Frame One

Feb 20, 2024

The innovation value of broad expertise

A call-center forecasting story: when specialist methods stalled, a survival-analysis tool from another discipline unlocked the target—and why cross-functional breadth wins.

InnovationAnalyticsCross-functionalMachine learning
Header illustration for the article “The innovation value of broad expertise.”

It can be difficult to communicate the value of a wide experience and knowledge base in a business ecosystem that hears "jack-of-all-trades", but only listens to "but-master-of-none". In an increasingly specialized world, the ability to bridge many disciplines is severely underrated as a skill brought to bear on siloed departments and processes.

But there's a value for wide-breadth thinking in breaking through a specialist's intractable problems. Embrace the ability to pull from other disciplines, to see problems without the strict framework of this-is-how-it's-done, those crystalized structures of habit built up by formal education and depth-first learning which are easily shattered without the flexibility of outside influence. This lies at the center of successful first-principles thinking.

When I was working with a small team of ML engineers to forecast demand mode staffing for a call center, we had built an incredible forecast and solved all the sorts of problems a team of ML engineers could solve. We dealt with unreliable data, pipeline problems, mountains of exogenous variables, and even counteracted the historic signal of understaffed periods by reconstructing simulated demand under ideal conditions. All we needed to do was know where to aim it. And that's where the problem began.

To implement the staffing model, we needed to provide a target time-to-answer. We spent a lot of time talking to customers, reading surveys, looking at sentiment analysis, and comparing CSAT scores to wait times, and the signals were all over the place. No correlation between wait times and satisfaction, and customers were inconsistent in their demands—in short, all the normal ways of finding signal were failing.

It was only when we stepped out of the trap of domain specialization and took a cross-disciplinary approach that we solved the problem. We were able to identify the Kaplan-Meier estimator, a survival analysis method most commonly used to compare drug efficacy in medical studies, to identify a sharp decrease in proportional survival (i.e., non-abandoned calls) at a specific time.

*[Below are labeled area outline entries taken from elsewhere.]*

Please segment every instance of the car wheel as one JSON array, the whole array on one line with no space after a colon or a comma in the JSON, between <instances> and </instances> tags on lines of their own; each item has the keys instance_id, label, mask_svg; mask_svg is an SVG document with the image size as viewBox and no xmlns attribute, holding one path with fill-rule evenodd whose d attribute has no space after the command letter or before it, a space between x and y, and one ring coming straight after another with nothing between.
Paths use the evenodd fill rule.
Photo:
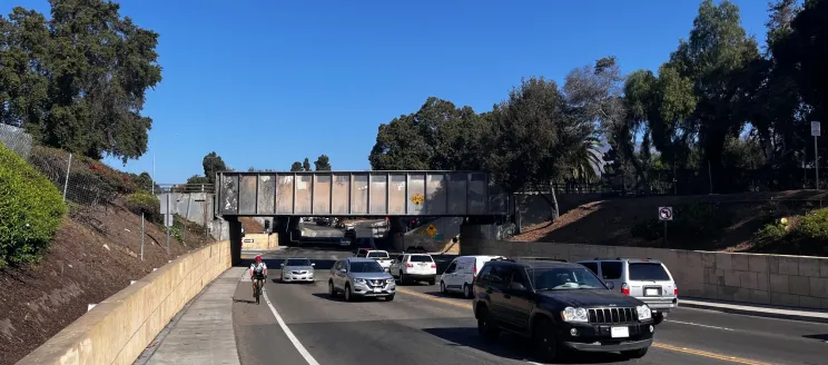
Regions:
<instances>
[{"instance_id":1,"label":"car wheel","mask_svg":"<svg viewBox=\"0 0 828 365\"><path fill-rule=\"evenodd\" d=\"M499 328L492 323L492 316L486 308L481 308L477 315L477 333L487 342L496 341L500 334Z\"/></svg>"},{"instance_id":2,"label":"car wheel","mask_svg":"<svg viewBox=\"0 0 828 365\"><path fill-rule=\"evenodd\" d=\"M647 351L649 348L650 347L644 347L644 348L639 348L639 349L631 349L631 351L622 351L621 352L621 355L624 356L624 357L627 357L627 358L641 358L641 357L644 357L644 355L647 355Z\"/></svg>"},{"instance_id":3,"label":"car wheel","mask_svg":"<svg viewBox=\"0 0 828 365\"><path fill-rule=\"evenodd\" d=\"M532 331L532 339L535 351L542 361L551 363L558 357L558 341L555 339L552 323L540 319Z\"/></svg>"},{"instance_id":4,"label":"car wheel","mask_svg":"<svg viewBox=\"0 0 828 365\"><path fill-rule=\"evenodd\" d=\"M336 289L334 288L334 282L333 280L328 280L328 295L331 295L331 297L335 297L336 296Z\"/></svg>"},{"instance_id":5,"label":"car wheel","mask_svg":"<svg viewBox=\"0 0 828 365\"><path fill-rule=\"evenodd\" d=\"M354 297L351 293L351 285L345 284L345 302L352 302L354 300Z\"/></svg>"}]
</instances>

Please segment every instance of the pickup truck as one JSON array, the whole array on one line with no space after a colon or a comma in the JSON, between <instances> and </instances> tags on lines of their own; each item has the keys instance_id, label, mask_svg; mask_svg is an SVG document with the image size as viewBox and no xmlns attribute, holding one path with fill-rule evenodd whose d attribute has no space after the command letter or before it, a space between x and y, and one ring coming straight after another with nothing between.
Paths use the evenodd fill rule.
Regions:
<instances>
[{"instance_id":1,"label":"pickup truck","mask_svg":"<svg viewBox=\"0 0 828 365\"><path fill-rule=\"evenodd\" d=\"M391 267L391 255L388 255L388 251L382 250L382 249L366 249L361 250L361 254L365 255L362 257L373 258L376 260L379 266L382 266L384 269L388 269Z\"/></svg>"}]
</instances>

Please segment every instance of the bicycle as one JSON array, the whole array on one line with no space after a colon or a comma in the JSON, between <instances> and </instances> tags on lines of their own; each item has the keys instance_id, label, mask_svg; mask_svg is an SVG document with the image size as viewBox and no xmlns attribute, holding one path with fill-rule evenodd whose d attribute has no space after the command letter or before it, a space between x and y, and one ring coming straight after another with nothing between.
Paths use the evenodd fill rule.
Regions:
<instances>
[{"instance_id":1,"label":"bicycle","mask_svg":"<svg viewBox=\"0 0 828 365\"><path fill-rule=\"evenodd\" d=\"M256 297L256 305L259 304L259 297L262 296L262 288L265 285L266 276L259 276L255 278L256 285L253 286L253 296Z\"/></svg>"}]
</instances>

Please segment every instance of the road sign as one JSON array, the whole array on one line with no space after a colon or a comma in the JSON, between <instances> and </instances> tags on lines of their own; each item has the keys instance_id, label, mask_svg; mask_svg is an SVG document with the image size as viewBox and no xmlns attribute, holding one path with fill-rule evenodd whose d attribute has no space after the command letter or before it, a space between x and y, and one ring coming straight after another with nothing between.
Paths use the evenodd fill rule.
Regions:
<instances>
[{"instance_id":1,"label":"road sign","mask_svg":"<svg viewBox=\"0 0 828 365\"><path fill-rule=\"evenodd\" d=\"M434 227L434 225L428 225L428 228L426 228L425 231L428 233L428 236L434 237L434 235L437 234L437 227Z\"/></svg>"},{"instance_id":2,"label":"road sign","mask_svg":"<svg viewBox=\"0 0 828 365\"><path fill-rule=\"evenodd\" d=\"M659 220L672 220L672 207L659 207Z\"/></svg>"}]
</instances>

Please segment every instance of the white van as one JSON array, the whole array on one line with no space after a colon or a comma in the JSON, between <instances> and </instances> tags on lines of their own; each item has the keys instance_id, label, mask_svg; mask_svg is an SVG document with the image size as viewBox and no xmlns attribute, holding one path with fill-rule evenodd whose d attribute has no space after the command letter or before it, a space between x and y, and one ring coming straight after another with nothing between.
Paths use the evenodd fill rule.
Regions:
<instances>
[{"instance_id":1,"label":"white van","mask_svg":"<svg viewBox=\"0 0 828 365\"><path fill-rule=\"evenodd\" d=\"M483 264L494 258L503 256L460 256L455 258L448 267L445 268L440 277L440 293L448 292L463 293L466 298L472 297L472 283L477 273L483 268Z\"/></svg>"}]
</instances>

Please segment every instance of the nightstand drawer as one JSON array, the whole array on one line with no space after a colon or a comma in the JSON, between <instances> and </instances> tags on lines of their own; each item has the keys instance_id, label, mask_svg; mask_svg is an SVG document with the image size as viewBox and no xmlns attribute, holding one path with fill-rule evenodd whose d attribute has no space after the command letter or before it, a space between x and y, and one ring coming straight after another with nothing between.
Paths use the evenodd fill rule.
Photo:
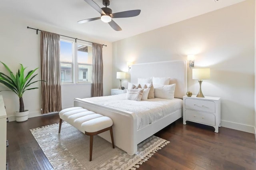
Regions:
<instances>
[{"instance_id":1,"label":"nightstand drawer","mask_svg":"<svg viewBox=\"0 0 256 170\"><path fill-rule=\"evenodd\" d=\"M186 99L185 100L185 105L186 109L215 113L215 103L212 101Z\"/></svg>"},{"instance_id":2,"label":"nightstand drawer","mask_svg":"<svg viewBox=\"0 0 256 170\"><path fill-rule=\"evenodd\" d=\"M120 94L125 93L126 90L120 90L118 89L111 89L111 95L119 95Z\"/></svg>"},{"instance_id":3,"label":"nightstand drawer","mask_svg":"<svg viewBox=\"0 0 256 170\"><path fill-rule=\"evenodd\" d=\"M186 110L185 111L185 117L188 121L215 125L215 116L212 113Z\"/></svg>"}]
</instances>

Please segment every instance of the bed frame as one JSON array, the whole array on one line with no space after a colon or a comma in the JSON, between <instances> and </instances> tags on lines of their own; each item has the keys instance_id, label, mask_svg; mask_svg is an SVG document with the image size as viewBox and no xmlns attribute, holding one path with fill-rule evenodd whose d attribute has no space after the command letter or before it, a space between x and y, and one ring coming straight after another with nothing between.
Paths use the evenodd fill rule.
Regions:
<instances>
[{"instance_id":1,"label":"bed frame","mask_svg":"<svg viewBox=\"0 0 256 170\"><path fill-rule=\"evenodd\" d=\"M184 61L135 64L132 66L130 74L131 82L134 83L137 83L138 78L170 77L170 83L176 83L174 93L176 98L182 99L187 91L187 63ZM137 130L137 118L134 113L114 109L78 98L74 99L74 106L82 107L111 118L114 123L113 131L116 146L130 155L136 153L138 144L181 117L182 115L182 109ZM106 132L99 136L111 142L109 133Z\"/></svg>"}]
</instances>

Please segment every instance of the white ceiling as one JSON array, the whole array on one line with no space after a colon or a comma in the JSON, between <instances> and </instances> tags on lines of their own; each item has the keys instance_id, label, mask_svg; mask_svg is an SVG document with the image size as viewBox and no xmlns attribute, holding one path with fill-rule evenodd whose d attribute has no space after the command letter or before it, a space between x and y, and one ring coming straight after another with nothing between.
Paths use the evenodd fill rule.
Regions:
<instances>
[{"instance_id":1,"label":"white ceiling","mask_svg":"<svg viewBox=\"0 0 256 170\"><path fill-rule=\"evenodd\" d=\"M119 32L100 20L77 24L80 20L100 16L83 0L1 0L0 11L113 42L244 0L219 0L216 2L214 0L110 0L108 7L113 13L141 10L140 14L134 17L114 19L122 29ZM104 7L102 0L94 2L101 8Z\"/></svg>"}]
</instances>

Kaplan–Meier style chart: time in seconds on the horizontal axis and probability of not abandoning a call on the vertical axis; the curve steps down with notable changes around 22 seconds and 85 seconds.
Kaplan-Meier estimate of call abandonment (data simulated to protect proprietary company data)

The results were a resounding success. The model was so good we were able to answer more calls, faster, with lower total staffing levels—saving money and increasing customer satisfaction at the same time. This was possible only because of our team consisted of breadth-first jack-of-all-trades who could pull on (seemingly) unrelated past experiences to inform unexpected solutions.

So dive into learning new and diverse subjects. Build experiences across departments and functions. Take pride in your ability to adapt, to build complex connections, and bring a unique perspective founded on a wide web of interconnected knowledge.

And if you ever need to justify it, throw around "cross-functional". Because hiring managers sure love their buzzwords.